The Nets, 24-13, have now lost four of their past five games and have given up an average of 118 points over the that span. When asked whether he has gotten an explanation from Irving as to why he has chosen not to get the vaccine, Durant said he hasn’t asked for one.
“I haven’t even asked for an explanation,” Durant said. “It ain’t my place I don’t think. So I’m ready for whatever, that’s been my whole mentality. Whatever happens in this situation, I got to still be me, still go out there and represent the way I represent. I’m supporting whatever my team needs me to do, wants to do.
“It’s a weird situation, who knows? I don’t understand most of this s—. COVID, all of this stuff has been crazy the last few years. So me, I just try to stay centered and focus on me. When Kyrie’s ready to make decisions for himself he will, and I trust that.”
Nets guard James Harden also said that he has not discussed Irving’s vaccination status and noted it wasn’t “strange” to play without Irving again on Friday after playing with him in Wednesday’s win.
“It wasn’t strange, nah,” Harden said. “It felt good honestly to have him back. It felt good. It felt like an extra life that we had.

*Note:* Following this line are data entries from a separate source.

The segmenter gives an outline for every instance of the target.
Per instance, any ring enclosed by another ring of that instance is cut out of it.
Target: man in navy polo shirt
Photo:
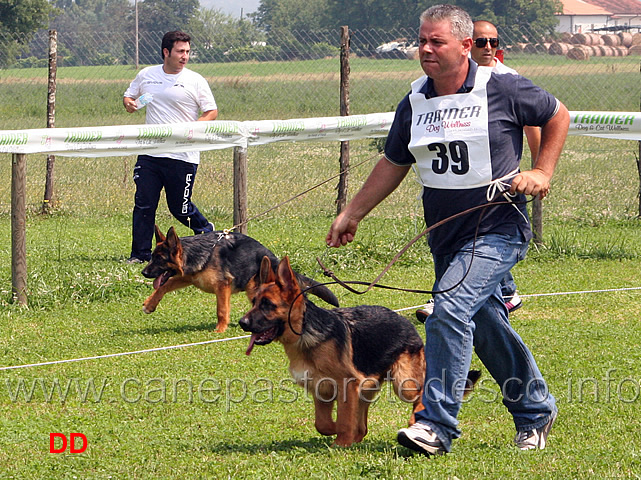
[[[358,223],[398,187],[413,164],[423,183],[426,224],[475,210],[430,233],[434,312],[425,322],[424,410],[398,432],[402,445],[433,455],[460,436],[458,412],[476,351],[503,393],[522,450],[545,448],[557,415],[534,357],[511,327],[500,282],[527,251],[532,232],[525,195],[543,198],[563,149],[569,114],[553,95],[518,75],[500,75],[468,59],[470,16],[436,5],[420,17],[425,76],[401,101],[369,178],[330,227],[329,246],[354,239]],[[521,172],[523,126],[542,127],[536,165]],[[473,260],[473,261],[472,261]]]

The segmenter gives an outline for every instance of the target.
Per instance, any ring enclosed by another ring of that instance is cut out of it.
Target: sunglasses
[[[499,46],[498,38],[477,38],[474,40],[474,45],[476,45],[476,48],[485,48],[487,42],[490,42],[490,47],[492,48],[498,48]]]

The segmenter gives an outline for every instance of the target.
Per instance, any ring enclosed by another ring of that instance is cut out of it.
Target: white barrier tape
[[[639,112],[570,112],[569,135],[641,140]],[[0,131],[0,153],[107,157],[217,150],[284,141],[343,141],[387,136],[394,112],[291,120]]]
[[[630,291],[630,290],[641,290],[641,287],[628,287],[628,288],[607,288],[603,290],[580,290],[580,291],[574,291],[574,292],[553,292],[553,293],[533,293],[530,295],[523,295],[519,294],[520,297],[525,298],[525,297],[545,297],[545,296],[552,296],[552,295],[576,295],[576,294],[585,294],[585,293],[603,293],[603,292],[625,292],[625,291]],[[427,306],[425,303],[422,303],[420,305],[415,305],[413,307],[405,307],[405,308],[399,308],[397,310],[394,310],[397,313],[404,312],[407,310],[416,310],[419,308],[424,308]],[[0,367],[0,371],[2,370],[16,370],[19,368],[29,368],[29,367],[41,367],[44,365],[58,365],[61,363],[71,363],[71,362],[82,362],[85,360],[97,360],[101,358],[113,358],[113,357],[122,357],[126,355],[137,355],[139,353],[149,353],[149,352],[159,352],[163,350],[172,350],[176,348],[185,348],[185,347],[195,347],[199,345],[208,345],[210,343],[220,343],[220,342],[229,342],[232,340],[242,340],[244,338],[249,338],[251,335],[242,335],[240,337],[230,337],[230,338],[220,338],[217,340],[206,340],[204,342],[195,342],[195,343],[183,343],[181,345],[170,345],[168,347],[156,347],[156,348],[148,348],[146,350],[136,350],[133,352],[121,352],[121,353],[111,353],[111,354],[106,354],[106,355],[97,355],[94,357],[82,357],[82,358],[71,358],[67,360],[52,360],[50,362],[42,362],[42,363],[29,363],[25,365],[13,365],[10,367]]]
[[[568,135],[641,140],[641,113],[570,112]]]
[[[394,112],[292,120],[213,121],[159,125],[0,131],[0,152],[106,157],[216,150],[272,142],[384,137]]]

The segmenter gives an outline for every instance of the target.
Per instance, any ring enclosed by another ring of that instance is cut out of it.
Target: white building
[[[641,31],[641,0],[561,0],[557,31]]]

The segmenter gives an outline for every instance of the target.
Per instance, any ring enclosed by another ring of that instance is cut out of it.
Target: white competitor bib
[[[429,99],[419,92],[427,77],[412,82],[409,150],[426,187],[468,189],[492,181],[486,88],[491,74],[490,67],[479,67],[471,92]]]

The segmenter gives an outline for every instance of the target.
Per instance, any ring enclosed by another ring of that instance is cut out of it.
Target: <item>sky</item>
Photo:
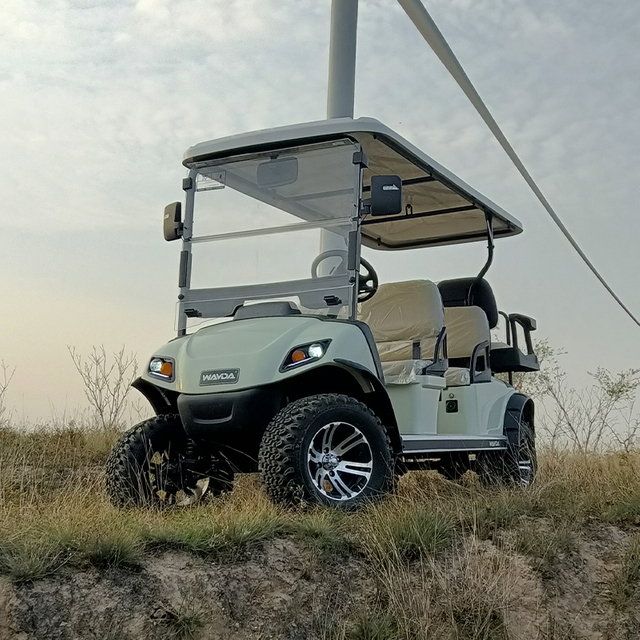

But we got to live with what we’re dealt with and that’s home games we got to figure ways [to win]. And even road games — just ’cause Ky’s on the road with us don’t mean he’s going to be easy for us as well. So we got to mesh and we got to find ways to win games … every time we step on the floor teams are going at us, they feel like they got something to prove and we got to know that. And we got to bring that same mentality towards them.”
Durant echoed the same refrain and didn’t want to use Irving’s absence as an excuse.
“I don’t think so because we’ve been playing the majority of our games without him,” Durant said. “We’re professionals. We’re veterans. We’re supposed to know how to adapt to some s—. We’ve been playing without him all season so one game shouldn’t throw us off like that.”
The reality for the Nets is that they are now 10-10 at Barclays Center this season and 14-3 on the road. Durant brushed off the notion that it might be easier to get up for road games, especially now that the Nets know that Irving will be joining them in most of them.
Nets coach Steve Nash shared a similar thought prior to the game, noting that “we wish we had him all the time, but we’re happy that we have him half the time.”
“I hope it’s not that way,” Nash said of the idea of being more excited for road games with Irving. “I don’t know that our guys really even take a pause to think about if we’re home or road, I think it might get their juices going to get in the building on the road like, ‘Oh yeah, we got Kyrie tonight.’ But I don’t think they’re sitting at home going ‘No fun at home without Kyrie,’ ‘Fun on the road with Kyrie.'”
In the context of the Irving dynamics with the Nets, Bucks star Giannis Antetokounmpo was asked how he would handle a similar situation on his own team.
“When it comes to basketball, I feel like I can talk to them,” Antetokounmpo said. “When it comes to a personal decision like that, it’s … I’ve got to let them make their decision. They’re grown men. You know, and every situation is different. I cannot pressure somebody to do something that he doesn’t feel comfortable doing. I can tell you why I did it. Why I felt comfortable doing it. To protect my family, to protect my mom and stuff, stay safe, and you just hope he understands that. But if he doesn’t want to do it, I can’t keep pressuring him.
“I’ve got to focus on myself and come every day and do my job, because that’s what I get paid to do. I don’t know what relationship they have, what kind of relationship they have. They probably have talked to him but they cannot keep on pressuring him to do something he doesn’t feel comfortable because it takes so much energy and takes energy away from basketball. That’s why we’re here.”